Microsoft announced on Friday that its planned acquisition of video game company Activision Blizzard has been unconditionally approved by China, even as the deal still faces opposition from antitrust authorities in the United States and the United Kingdom. While China’s approval is welcome news for Microsoft, it is also complicated by the fact that Activision Blizzard stopped offering many of its games in mainland China earlier this year due to a dispute with its local publishing partner.
Major Economies Approve Microsoft’s $69 Billion Takeover of Activision Blizzard
The European Union and China are the two biggest economies to have approved Microsoft’s planned $69 billion takeover of Activision Blizzard. European regulators representing the 27-nation bloc approved the deal on condition that Microsoft make some promises that would improve competition in the emerging cloud-based gaming market. Meanwhile, China’s State Administration for Market Regulation cleared the deal without any conditions, according to Microsoft. As of late Friday, the agency’s website did not mention the approval.

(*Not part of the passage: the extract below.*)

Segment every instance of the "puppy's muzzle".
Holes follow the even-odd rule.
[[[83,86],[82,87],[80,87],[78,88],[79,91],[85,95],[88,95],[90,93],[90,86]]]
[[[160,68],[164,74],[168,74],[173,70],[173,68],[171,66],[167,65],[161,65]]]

Activision Blizzard’s Dispute with Chinese Partner Causes Suspension of Popular Franchises
Game sales in mainland China come with a requirement that game-makers work with a Chinese publisher to release titles in the country. However, earlier this year, popular Activision Blizzard franchises such as World of Warcraft, the StarCraft series, Overwatch, and Diablo were suspended due to a disagreement between Activision subsidiary Blizzard Entertainment and its Chinese partner, NetEase. Blizzard had a longstanding partnership with NetEase dating back to 2008, which helped the latter company grow to become China’s second-largest games distributor after local rival Tencent. However, the U.S. company said late last year it would suspend most of its game services in China after current licensing agreements ended, leading to a public spat between the two companies.
Microsoft has stated that its planned acquisition of Activision Blizzard has been cleared in 37 countries, including the 27 in the EU as well as 10 others such as China, Japan, and Brazil. However, the blockbuster deal is still in jeopardy because British regulators have rejected it, and U.S. authorities are trying to thwart it.